Then Tried hanging myself the day before his funeral but instinct kicked in and I couldn't bear the pain in my head. Went to a psychiatric hospital for 15 days. All the same stories of it will get better blah blah..it doesn't. My thoughts, every single day is how I just want to leave this mess he has left me in and go be in peace with him. No stress over losing the house we just bought, living in the memories of us each day, no more worrying about all the debt and me just getting deeper in it to handle all the finances by myself..no more deep deep pain and grief every single moment.
Now I am barely getting through each day, faking a strong face so no one worries too much..suicide thoughts in my head 24/7..
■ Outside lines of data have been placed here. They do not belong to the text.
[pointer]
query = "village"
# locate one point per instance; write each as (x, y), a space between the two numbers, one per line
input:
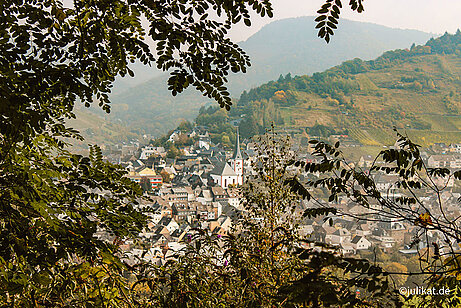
(199, 189)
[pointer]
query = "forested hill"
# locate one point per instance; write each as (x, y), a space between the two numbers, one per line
(292, 46)
(416, 90)
(283, 46)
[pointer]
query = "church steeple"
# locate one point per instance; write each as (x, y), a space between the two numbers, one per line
(237, 153)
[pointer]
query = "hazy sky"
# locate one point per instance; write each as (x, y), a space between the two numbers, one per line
(435, 16)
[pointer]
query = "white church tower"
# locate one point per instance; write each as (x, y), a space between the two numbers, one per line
(237, 161)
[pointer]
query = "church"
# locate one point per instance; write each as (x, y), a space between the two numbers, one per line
(230, 172)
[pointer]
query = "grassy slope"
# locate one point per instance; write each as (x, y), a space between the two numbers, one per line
(370, 122)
I still want to go but I want to do it properly this time. And I need help because I'm not sure how to make it 'final'
Hanging is out..pills I'm still considering but not sure what and how much will do the job properly..maybe drinking something with alcohol and lying in a bath tub to pass out and drown? Also thinking of putting a pipe on the tailpipe in my Isuzu diesel pick up truck but I read the newer vehicles and diesel ones does not cause fatalities anymore since they reduced the nitrogen.

I live in South Africa so we don't have all the strong pills like oxy or morphine to get easily..buying nitrogen is also extremely difficult.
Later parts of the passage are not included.